This compact library provides functions for loading, manipulating, and saving JSON data at maximum throughput.
High performance and reliability achieved by:
- Applying modern C++ design practices for top efficiency.
- Not using any third-party libraries, eliminating integration complexity.
- Keeping the code concise and readable, to ease in debugging.
It maintains compliance with the RFC 8259 JSON standard.
Loading JSON from a file test.json
JSON::Object obj;
JSON::Result result = JSON::loadFromFile("C:/test.json", obj);The JSON::Object-class holds a tree of objects, arrays, and values corresponding to the document structure.
In the above example, obj becomes the document root. If the input file is standard JSON, obj will contain a nested JSON object or array, or a single value.
Meaning that obj[0] is the first structure in the JSON text, and its children are the nested data.
The JSON::Result enum has many possible error codes, but OK is always returned on success.

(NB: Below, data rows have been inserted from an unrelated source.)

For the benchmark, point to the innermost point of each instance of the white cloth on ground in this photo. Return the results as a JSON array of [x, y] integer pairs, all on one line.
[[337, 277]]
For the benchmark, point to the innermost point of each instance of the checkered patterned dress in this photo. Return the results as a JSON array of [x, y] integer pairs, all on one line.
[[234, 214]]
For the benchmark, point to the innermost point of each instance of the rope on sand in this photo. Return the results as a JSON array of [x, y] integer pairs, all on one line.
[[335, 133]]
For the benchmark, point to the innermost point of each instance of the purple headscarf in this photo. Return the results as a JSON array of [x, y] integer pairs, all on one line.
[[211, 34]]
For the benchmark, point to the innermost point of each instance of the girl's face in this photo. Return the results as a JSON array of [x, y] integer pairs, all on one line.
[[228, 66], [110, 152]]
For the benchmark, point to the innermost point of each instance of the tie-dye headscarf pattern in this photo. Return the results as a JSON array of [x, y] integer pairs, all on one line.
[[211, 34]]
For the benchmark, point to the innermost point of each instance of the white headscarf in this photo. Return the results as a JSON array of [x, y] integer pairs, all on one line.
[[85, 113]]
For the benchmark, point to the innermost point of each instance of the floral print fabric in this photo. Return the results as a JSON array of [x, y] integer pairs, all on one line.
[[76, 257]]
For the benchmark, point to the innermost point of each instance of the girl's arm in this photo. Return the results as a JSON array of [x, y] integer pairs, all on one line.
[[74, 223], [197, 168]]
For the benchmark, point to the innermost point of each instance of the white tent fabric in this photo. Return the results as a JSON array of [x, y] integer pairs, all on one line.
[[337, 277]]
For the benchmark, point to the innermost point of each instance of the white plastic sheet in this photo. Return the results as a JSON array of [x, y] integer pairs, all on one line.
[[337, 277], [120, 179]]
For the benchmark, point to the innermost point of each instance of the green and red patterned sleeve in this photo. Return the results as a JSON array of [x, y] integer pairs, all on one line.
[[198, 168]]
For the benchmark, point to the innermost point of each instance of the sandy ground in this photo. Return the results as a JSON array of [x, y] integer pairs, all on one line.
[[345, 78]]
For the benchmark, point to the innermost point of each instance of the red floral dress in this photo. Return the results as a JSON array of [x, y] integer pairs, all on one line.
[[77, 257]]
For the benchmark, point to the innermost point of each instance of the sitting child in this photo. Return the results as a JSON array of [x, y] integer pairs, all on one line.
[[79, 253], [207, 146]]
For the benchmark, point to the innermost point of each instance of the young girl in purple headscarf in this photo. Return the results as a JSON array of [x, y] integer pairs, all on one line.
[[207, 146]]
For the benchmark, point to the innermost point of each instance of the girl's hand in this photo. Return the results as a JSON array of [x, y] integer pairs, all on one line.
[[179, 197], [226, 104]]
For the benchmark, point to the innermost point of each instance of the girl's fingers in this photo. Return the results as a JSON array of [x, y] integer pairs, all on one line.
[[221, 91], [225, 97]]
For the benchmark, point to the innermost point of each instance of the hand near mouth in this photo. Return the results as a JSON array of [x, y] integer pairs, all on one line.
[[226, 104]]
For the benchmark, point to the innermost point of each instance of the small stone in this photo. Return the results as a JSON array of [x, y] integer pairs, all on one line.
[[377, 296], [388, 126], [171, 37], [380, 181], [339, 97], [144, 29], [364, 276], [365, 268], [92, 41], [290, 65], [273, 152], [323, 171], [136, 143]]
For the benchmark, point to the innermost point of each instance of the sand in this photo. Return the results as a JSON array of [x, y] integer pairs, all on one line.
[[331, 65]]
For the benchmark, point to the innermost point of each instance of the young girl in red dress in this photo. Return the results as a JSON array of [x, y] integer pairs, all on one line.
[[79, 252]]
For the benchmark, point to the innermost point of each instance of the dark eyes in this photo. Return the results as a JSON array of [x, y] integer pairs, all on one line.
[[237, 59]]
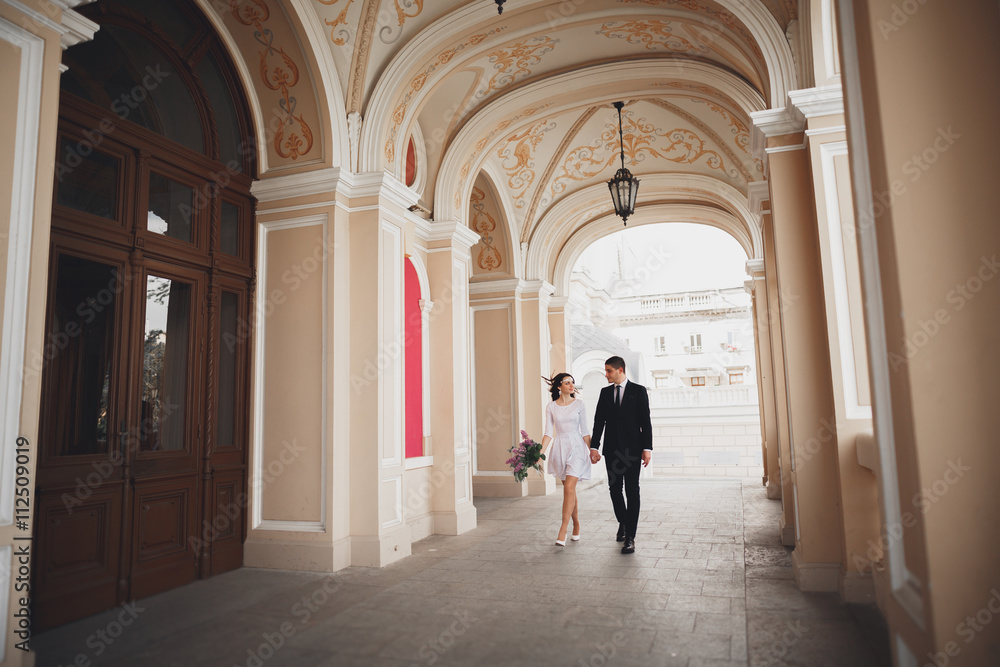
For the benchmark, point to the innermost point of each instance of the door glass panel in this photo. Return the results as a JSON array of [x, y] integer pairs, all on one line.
[[170, 208], [87, 180], [165, 364], [229, 229], [128, 75], [226, 121], [228, 344], [79, 350]]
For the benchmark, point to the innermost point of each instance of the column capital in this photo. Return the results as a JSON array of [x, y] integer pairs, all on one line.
[[558, 302], [78, 28], [759, 197], [818, 102], [451, 233], [536, 288]]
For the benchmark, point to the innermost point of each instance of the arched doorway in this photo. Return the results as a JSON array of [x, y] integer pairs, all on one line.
[[144, 417]]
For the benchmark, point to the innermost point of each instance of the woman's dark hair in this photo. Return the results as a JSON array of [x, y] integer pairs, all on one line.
[[555, 382]]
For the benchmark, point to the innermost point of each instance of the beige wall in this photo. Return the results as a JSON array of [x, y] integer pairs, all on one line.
[[494, 388], [813, 468], [929, 207]]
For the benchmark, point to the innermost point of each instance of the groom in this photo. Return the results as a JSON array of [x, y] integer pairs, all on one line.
[[623, 417]]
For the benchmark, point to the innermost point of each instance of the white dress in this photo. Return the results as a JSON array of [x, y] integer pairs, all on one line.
[[568, 454]]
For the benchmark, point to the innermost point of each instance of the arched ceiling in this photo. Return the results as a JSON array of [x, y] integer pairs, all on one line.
[[526, 96]]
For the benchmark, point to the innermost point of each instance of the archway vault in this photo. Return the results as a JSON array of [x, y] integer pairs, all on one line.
[[584, 217]]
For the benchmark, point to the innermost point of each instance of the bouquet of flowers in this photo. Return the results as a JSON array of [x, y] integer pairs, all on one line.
[[526, 454]]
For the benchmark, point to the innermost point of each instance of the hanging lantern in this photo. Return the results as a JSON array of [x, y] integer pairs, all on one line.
[[624, 186]]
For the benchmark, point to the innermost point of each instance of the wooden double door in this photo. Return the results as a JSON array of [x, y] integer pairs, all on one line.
[[141, 482]]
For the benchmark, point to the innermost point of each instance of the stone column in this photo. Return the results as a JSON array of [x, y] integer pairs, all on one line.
[[448, 267], [858, 499], [762, 348], [812, 419], [534, 296], [775, 301], [560, 354]]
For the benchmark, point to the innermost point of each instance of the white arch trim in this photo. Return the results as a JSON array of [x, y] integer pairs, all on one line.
[[327, 74], [614, 81], [316, 41], [478, 16]]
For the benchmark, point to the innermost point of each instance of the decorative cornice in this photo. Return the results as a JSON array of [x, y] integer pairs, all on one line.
[[318, 181], [507, 286], [78, 29], [35, 16], [558, 302], [334, 180], [817, 102]]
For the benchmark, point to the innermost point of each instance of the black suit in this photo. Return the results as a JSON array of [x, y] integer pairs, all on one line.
[[627, 432]]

if (result == JSON::Result::OK)
{
// successfully parsed JSON document
}To dump a JSON::Object as a string, simply call the function. This will reformat the content as human-readable text
(alternatively toString(false), for compact JSON without whitespace).
std::string jstr = obj.toString();UTF-16 and UTF-32 compatibility is planned, but currently only UTF-8 is supported. The IETF standard recommends using UTF-8, but it does not explicitly disallow the other encodings in all circumstances, thus, lacking support could be considered mildly non-compliant.
Integration with a glTF loader-writer library is planned.